To characterize support for Palestinians as treasonous behavior is upping the ante. It’s a Middle East game changer. If the Palestinians are seen as outside the bounds of national security or, more, as threats to national security, Palestine will fall off the priority list for Arab governments. As well, Palestinian populations within the Arab world, already suspect, will come under renewed scrutiny.
This is already happening and dovetails with John Kerry’s Washington negotiations scheduled to begin next week. On Kerry’s last trip to the Middle East he avoided Israel and met with Palestinian leadership in Jordan. This was curious. Why meet with Palestinian leadership in Amman rather than in Ramallah?

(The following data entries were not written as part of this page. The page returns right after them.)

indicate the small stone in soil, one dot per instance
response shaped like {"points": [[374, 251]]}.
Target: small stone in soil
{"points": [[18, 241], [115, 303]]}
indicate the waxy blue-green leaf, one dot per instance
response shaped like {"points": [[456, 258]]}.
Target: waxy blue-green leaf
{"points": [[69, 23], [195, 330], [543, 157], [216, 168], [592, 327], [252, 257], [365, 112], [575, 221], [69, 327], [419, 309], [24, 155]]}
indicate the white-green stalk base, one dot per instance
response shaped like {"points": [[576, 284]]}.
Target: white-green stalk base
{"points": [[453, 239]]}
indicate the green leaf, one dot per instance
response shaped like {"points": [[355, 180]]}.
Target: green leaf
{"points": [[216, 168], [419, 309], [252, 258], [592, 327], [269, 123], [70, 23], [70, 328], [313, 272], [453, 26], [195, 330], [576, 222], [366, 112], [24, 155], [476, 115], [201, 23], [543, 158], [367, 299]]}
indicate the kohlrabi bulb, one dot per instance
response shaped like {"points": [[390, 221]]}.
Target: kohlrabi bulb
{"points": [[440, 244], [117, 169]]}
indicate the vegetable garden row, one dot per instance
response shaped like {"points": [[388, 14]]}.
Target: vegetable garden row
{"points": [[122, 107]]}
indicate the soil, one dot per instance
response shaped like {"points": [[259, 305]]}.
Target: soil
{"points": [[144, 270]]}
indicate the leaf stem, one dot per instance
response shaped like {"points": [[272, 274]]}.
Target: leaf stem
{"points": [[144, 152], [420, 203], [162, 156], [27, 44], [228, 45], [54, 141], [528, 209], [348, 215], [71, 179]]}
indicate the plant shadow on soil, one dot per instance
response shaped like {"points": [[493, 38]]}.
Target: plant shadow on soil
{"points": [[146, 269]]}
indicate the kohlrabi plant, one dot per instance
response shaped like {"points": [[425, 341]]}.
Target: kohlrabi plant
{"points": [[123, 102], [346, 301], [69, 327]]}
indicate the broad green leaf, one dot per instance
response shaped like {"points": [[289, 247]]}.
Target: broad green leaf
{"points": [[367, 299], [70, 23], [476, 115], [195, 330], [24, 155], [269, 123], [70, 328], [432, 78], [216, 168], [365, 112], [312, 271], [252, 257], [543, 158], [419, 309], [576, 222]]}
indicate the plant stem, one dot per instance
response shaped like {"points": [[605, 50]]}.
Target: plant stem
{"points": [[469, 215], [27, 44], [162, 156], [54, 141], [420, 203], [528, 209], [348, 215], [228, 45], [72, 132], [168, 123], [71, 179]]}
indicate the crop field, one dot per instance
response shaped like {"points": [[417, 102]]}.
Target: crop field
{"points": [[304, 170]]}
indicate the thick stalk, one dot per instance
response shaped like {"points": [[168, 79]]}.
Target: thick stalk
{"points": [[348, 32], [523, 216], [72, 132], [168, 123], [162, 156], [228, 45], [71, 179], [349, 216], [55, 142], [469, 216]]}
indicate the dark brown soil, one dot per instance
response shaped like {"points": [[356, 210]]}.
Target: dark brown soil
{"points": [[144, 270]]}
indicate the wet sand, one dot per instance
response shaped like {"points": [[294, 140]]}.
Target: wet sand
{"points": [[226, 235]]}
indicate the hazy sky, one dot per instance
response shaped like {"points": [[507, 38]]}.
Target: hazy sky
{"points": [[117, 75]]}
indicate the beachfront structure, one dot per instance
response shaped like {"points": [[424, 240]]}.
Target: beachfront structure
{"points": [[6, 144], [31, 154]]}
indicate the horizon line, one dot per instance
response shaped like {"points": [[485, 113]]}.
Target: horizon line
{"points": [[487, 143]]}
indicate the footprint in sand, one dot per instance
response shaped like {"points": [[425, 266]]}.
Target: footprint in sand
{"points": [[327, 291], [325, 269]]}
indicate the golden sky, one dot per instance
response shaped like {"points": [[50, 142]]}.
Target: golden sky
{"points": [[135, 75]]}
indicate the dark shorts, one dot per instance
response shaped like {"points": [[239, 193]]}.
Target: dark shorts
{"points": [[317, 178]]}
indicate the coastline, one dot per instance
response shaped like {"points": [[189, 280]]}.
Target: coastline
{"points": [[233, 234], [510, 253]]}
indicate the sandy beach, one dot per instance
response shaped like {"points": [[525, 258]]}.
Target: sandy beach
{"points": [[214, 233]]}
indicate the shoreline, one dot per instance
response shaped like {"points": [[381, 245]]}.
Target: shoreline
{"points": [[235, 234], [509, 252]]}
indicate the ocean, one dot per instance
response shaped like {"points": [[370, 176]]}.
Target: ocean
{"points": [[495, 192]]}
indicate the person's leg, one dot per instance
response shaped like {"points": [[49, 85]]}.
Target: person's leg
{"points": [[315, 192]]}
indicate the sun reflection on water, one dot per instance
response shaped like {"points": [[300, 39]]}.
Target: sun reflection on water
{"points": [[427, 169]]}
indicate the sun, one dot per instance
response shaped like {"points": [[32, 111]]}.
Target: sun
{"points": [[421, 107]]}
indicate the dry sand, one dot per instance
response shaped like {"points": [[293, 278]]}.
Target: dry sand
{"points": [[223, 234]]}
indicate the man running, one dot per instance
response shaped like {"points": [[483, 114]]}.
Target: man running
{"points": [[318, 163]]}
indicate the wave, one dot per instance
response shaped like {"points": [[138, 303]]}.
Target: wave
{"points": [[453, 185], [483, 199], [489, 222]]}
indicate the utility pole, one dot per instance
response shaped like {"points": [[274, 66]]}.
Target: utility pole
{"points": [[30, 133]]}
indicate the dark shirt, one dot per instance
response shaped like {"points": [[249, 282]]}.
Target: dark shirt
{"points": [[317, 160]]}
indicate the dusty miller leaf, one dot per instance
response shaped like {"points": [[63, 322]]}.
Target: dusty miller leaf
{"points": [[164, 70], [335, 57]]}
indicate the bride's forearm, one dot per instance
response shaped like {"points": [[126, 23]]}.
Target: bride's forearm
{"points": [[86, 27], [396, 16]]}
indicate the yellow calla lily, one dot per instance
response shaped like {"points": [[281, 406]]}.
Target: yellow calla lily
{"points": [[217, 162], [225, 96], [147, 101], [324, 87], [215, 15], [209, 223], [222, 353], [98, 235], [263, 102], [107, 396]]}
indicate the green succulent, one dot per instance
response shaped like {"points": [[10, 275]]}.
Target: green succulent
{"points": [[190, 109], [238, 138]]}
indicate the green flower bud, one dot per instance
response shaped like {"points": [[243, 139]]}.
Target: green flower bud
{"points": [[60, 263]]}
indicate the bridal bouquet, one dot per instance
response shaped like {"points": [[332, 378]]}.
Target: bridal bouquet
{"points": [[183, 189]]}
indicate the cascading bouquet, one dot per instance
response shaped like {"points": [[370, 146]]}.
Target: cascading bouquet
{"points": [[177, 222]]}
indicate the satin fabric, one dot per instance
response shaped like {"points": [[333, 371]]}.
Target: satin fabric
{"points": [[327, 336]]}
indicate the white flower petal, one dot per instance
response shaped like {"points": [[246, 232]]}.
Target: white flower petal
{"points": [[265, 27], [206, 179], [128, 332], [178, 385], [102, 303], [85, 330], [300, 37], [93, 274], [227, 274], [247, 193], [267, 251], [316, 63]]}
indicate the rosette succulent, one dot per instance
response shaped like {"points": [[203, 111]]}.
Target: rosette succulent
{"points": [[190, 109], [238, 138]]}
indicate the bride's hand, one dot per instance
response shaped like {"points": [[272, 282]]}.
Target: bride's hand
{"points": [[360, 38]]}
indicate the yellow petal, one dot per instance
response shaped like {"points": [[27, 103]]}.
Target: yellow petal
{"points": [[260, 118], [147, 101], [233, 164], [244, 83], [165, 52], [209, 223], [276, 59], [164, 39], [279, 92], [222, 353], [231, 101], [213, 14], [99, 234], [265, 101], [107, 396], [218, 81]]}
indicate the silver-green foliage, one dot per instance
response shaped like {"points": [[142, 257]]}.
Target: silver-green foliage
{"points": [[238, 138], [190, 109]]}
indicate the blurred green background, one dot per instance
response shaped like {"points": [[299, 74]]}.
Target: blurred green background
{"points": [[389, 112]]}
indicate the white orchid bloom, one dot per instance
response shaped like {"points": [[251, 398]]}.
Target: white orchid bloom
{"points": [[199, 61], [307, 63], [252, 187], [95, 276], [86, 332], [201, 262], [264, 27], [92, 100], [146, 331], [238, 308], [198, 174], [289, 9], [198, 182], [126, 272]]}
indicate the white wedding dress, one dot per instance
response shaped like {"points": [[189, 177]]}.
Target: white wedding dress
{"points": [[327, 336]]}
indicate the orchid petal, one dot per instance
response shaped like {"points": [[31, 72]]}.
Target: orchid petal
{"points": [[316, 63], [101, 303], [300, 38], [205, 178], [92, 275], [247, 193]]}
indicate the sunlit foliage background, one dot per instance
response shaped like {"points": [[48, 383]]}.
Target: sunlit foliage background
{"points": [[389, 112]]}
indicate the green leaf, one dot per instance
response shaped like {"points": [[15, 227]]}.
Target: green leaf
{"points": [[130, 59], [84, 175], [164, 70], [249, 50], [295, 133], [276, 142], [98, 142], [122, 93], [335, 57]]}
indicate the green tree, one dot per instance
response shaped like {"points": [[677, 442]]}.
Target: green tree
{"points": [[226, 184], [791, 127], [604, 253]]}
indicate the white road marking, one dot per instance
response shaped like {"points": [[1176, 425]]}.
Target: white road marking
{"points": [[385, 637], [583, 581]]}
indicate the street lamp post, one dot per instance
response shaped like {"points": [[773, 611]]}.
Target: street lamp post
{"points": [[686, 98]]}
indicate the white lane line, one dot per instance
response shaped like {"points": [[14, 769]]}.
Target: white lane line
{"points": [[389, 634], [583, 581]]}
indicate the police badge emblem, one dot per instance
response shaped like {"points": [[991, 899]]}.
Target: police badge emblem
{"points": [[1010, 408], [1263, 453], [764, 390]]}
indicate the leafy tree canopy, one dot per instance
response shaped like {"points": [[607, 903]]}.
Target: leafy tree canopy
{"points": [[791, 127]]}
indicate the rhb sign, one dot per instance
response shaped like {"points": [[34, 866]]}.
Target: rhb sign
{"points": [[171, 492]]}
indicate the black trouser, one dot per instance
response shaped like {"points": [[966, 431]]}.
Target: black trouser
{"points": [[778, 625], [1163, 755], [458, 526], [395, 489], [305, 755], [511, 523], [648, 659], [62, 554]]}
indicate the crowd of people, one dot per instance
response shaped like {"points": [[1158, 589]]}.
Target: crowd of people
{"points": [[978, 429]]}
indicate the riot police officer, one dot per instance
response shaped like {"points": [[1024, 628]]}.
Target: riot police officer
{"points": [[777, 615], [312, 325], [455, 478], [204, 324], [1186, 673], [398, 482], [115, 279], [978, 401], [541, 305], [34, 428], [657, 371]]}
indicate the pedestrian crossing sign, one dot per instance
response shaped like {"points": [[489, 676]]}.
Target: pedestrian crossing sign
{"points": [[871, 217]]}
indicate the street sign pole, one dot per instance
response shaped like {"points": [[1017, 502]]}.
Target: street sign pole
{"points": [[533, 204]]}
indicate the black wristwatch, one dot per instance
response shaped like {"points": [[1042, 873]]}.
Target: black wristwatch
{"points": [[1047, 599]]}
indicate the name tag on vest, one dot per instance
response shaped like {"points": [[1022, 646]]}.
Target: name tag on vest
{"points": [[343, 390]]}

As Nicola Nasser points out in Al Ahram, Kerry’s tactics were calculated. With the help of the Arab League, the Palestinians are being boxed in:
A new tactic by US Secretary of State John Kerry is causing a split within the Palestine Liberation Organisation (PLO) ranks regarding further talks with Israel. Kerry is apparently using the Arab League’s Follow-Up Committee on the Arab Peace Initiative (FCAPI) to bully the Palestinians into accepting new ground rules for the talks to which they had objected in the past.
In his sixth tour of the region as secretary of state, Kerry did something unusual. Instead of visiting Israel, as he always does, he left it out of his itinerary, deciding instead to hold most of the talks in the Jordanian capital Amman. While there, he conferred with Palestinian President Mahmoud Abbas as well as members of the FCAPI. As the talks progressed, it became clear that Kerry was no longer focusing on Israel, the country that has torpedoed all previous attempts at peace, but on the PLO. His aim is to get the latter to offer more concessions than any they have accepted in the past.
In order to do this, Kerry wanted to get the FCAPI to accept these concessions on behalf of the Palestinians, a new tactic that may or may not be working but that so far has succeeded in causing divisions and widespread consternation in Palestinian circles. The tactic is not totally new, for it resonates with the manner in which US diplomats have used the Arab League to justify foreign intervention for the sake of regime change in countries such as Iraq and Libya in the past.
Nasser doesn’t mention how Syria fits in his analysis. Even so, he raises the question as to whether Egypt’s unfolding “revolution” is yet another example of regime change.
The debate in Washington was whether a coup is a coup when national security is at stake. Perhaps the debate should have been about whether a revolution is really regime change.